Former Qantas boss Alan Joyce has had his pay docked for some of his actions during Covid, but what about the politicians who caused far greater destruction?

Former Qantas boss Alan Joyce will lose $9.3m in bonus payments Qantas has decided to withhold due to company's Covid controversies.
Former Qantas boss Alan Joyce will lose $9.3m in bonus payments Qantas has decided to withhold due to company's Covid controversies.

OK. So former Qantas boss Alan Joyce has had his pay docked for some of the actions he took during and coming out of Covid to save Qantas from - to coin a phrase - “doing a Bonza”.

So what about the politicians - from the then prime minister Scott Morrison and the then opposition leader Anthony Albanese down, through all the state premiers and state opposition leaders, to the individual then MPs?

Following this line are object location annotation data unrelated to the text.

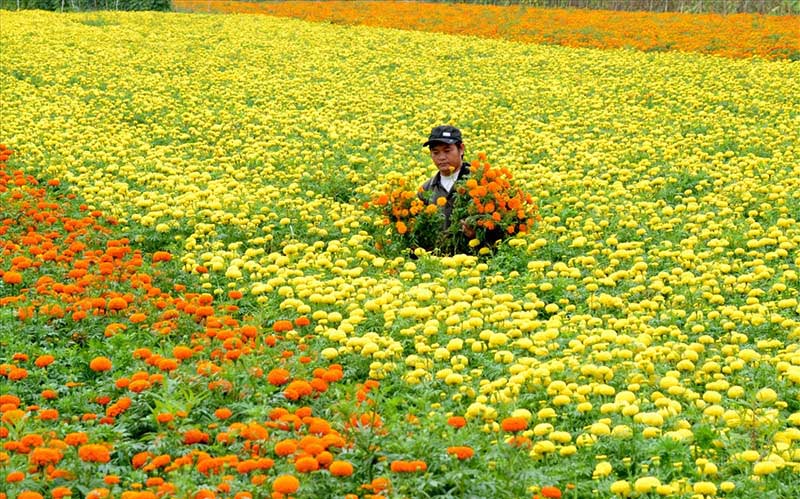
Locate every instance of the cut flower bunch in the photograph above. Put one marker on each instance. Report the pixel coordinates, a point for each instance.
(490, 206)
(487, 207)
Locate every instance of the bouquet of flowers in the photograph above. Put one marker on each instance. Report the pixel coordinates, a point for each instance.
(487, 208)
(408, 220)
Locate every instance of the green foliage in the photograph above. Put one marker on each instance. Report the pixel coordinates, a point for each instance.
(85, 5)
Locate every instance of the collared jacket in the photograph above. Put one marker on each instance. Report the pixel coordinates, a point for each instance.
(433, 189)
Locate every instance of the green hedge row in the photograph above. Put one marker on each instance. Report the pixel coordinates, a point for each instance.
(82, 5)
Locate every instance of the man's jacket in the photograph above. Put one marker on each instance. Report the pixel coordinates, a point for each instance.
(433, 189)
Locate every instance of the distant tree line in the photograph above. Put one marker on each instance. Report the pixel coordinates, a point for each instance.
(82, 5)
(719, 6)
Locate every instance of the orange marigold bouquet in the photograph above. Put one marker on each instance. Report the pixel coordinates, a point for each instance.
(487, 208)
(408, 220)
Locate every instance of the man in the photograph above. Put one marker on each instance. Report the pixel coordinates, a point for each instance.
(447, 153)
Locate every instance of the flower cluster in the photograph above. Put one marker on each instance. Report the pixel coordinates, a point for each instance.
(489, 206)
(486, 208)
(411, 222)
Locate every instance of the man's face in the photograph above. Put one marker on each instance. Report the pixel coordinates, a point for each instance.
(447, 157)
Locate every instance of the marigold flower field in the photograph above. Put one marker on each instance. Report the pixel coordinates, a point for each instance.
(192, 303)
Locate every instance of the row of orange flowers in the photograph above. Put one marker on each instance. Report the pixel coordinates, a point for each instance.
(737, 35)
(64, 267)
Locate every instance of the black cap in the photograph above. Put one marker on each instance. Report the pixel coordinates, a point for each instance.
(445, 134)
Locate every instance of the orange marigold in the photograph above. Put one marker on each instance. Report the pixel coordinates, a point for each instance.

When are they going to have their pay docked for the far greater destruction they wreaked on Australia and 26 million Australians with their lockdowns, school closures and all the other brutalities?

Indeed, when is there going to be even the most basic accounting of what they did?

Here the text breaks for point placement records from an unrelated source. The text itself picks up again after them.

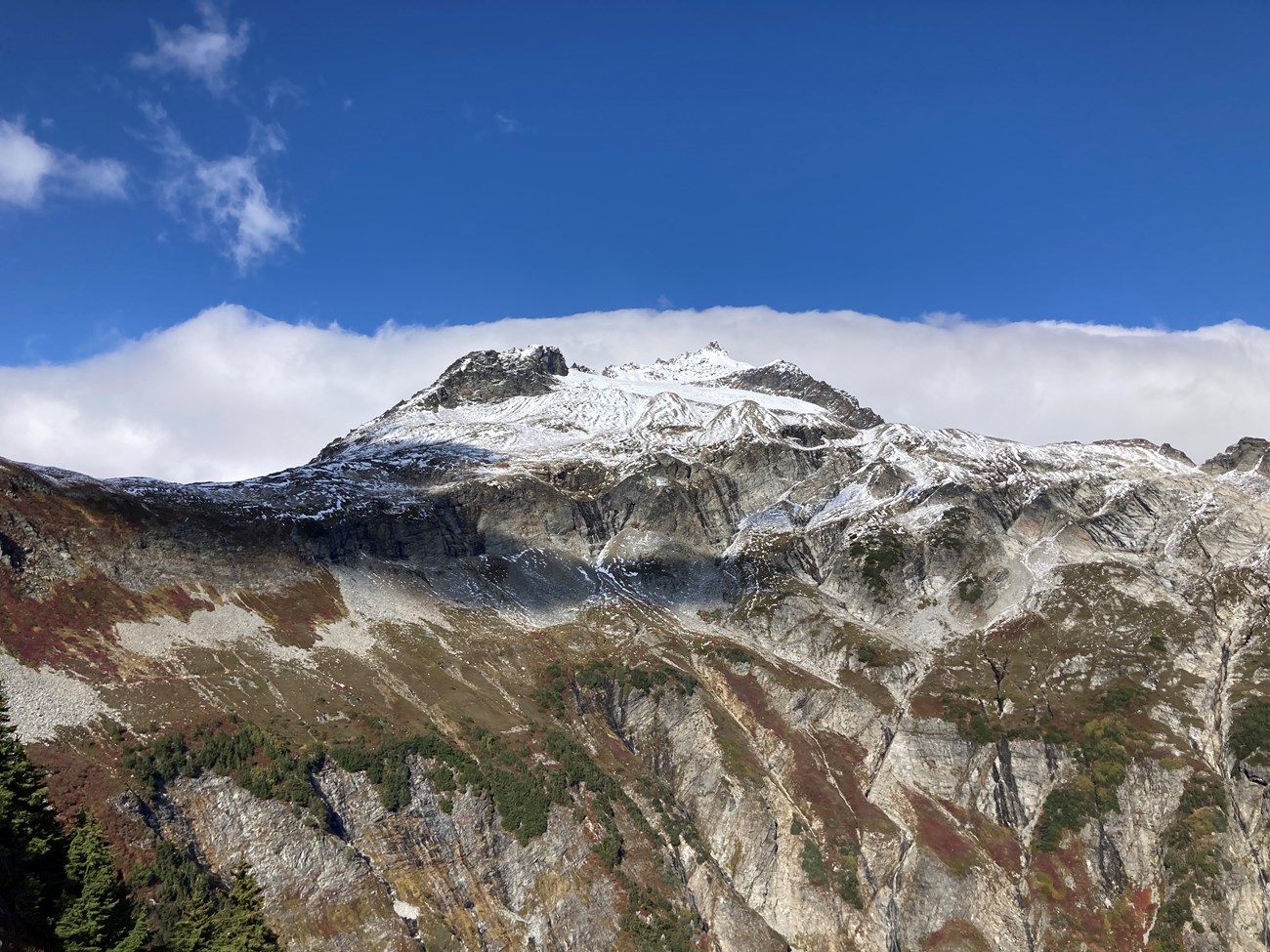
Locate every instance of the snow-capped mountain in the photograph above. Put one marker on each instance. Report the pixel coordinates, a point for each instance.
(684, 655)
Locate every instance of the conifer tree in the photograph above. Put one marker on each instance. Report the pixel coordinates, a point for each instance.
(32, 843)
(97, 913)
(239, 927)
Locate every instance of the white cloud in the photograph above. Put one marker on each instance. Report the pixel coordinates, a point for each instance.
(30, 169)
(233, 393)
(224, 198)
(204, 54)
(282, 89)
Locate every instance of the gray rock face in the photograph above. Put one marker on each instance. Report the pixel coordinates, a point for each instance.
(1246, 456)
(490, 376)
(786, 380)
(862, 685)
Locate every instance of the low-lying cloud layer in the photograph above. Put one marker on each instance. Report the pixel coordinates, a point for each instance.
(232, 393)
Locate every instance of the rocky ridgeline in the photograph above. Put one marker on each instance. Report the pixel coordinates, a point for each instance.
(690, 655)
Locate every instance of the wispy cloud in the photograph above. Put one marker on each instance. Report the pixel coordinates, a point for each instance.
(283, 89)
(30, 169)
(233, 393)
(206, 52)
(224, 199)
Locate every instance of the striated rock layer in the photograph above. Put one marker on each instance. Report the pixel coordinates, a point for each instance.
(779, 674)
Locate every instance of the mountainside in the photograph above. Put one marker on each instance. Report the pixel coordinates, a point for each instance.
(690, 655)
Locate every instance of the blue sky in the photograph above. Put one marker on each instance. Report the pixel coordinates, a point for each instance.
(452, 163)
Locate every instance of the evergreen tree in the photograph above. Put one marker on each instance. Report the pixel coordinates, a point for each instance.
(97, 913)
(239, 927)
(32, 843)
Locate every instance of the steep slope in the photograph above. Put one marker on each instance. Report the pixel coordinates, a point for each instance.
(669, 656)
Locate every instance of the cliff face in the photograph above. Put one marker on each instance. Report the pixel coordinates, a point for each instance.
(716, 668)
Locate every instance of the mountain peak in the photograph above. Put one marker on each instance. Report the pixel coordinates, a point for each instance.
(706, 363)
(490, 376)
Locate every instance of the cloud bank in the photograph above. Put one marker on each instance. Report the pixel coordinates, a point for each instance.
(233, 393)
(29, 169)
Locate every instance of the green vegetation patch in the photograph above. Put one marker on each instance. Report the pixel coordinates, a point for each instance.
(253, 758)
(64, 893)
(610, 677)
(876, 551)
(1249, 734)
(1192, 861)
(1106, 747)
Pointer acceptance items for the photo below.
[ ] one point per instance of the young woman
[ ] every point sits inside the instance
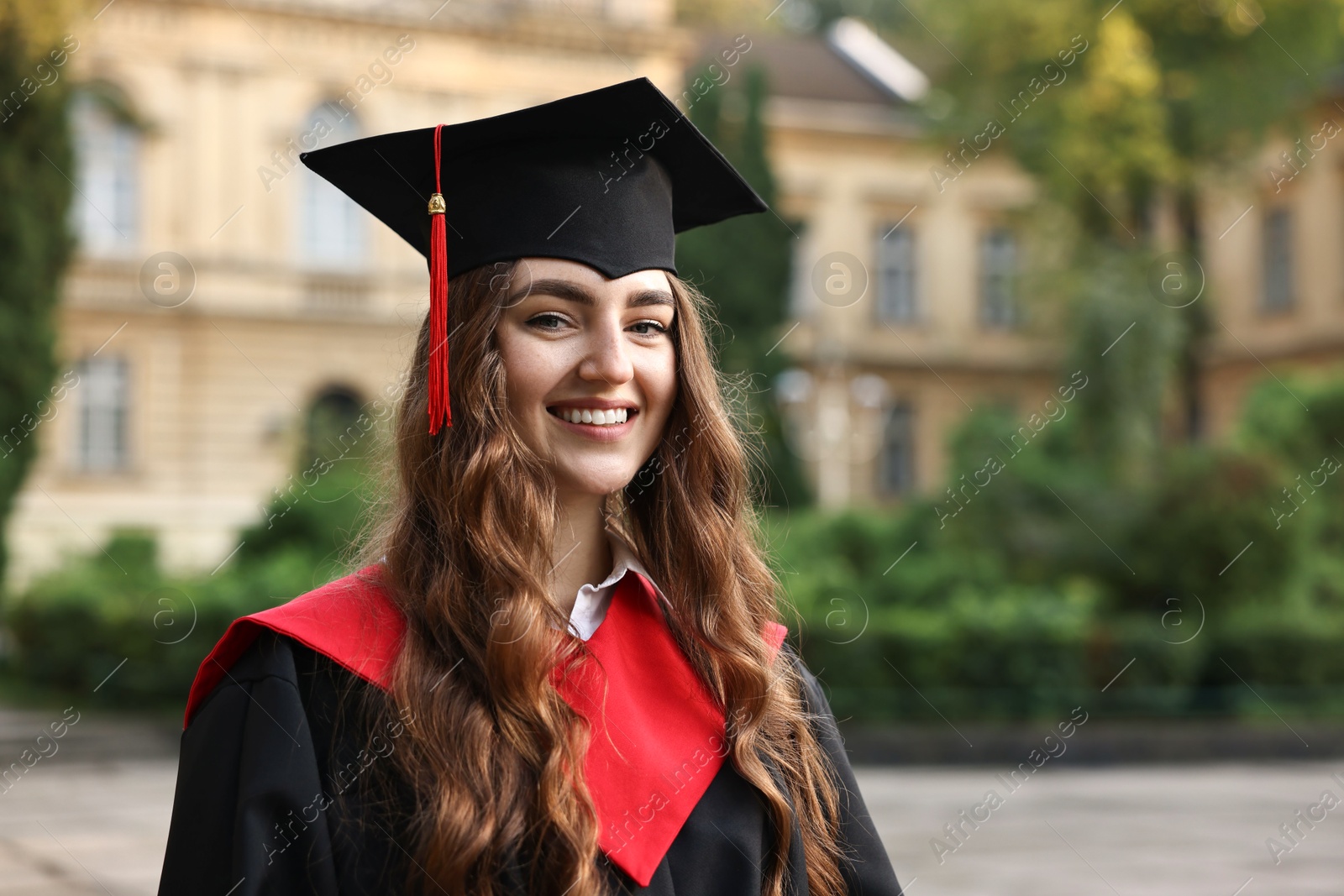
(561, 671)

Something which PM Albanese has aimed quite deliberately and emphatically not to do with his fake Covid enquiry?

And let’s dismiss the argument that ‘they’ - and especially former Victorian Premier ‘Dictator Dan’ - had no choice. Otherwise, they’d have been slaughtering Granny.

Sweden at the national level and Florida’s Ron De Santis at the state level, showed there was a different - immeasurably better, freedom-focussed rather than knee-jerk panicked totalitarian - way.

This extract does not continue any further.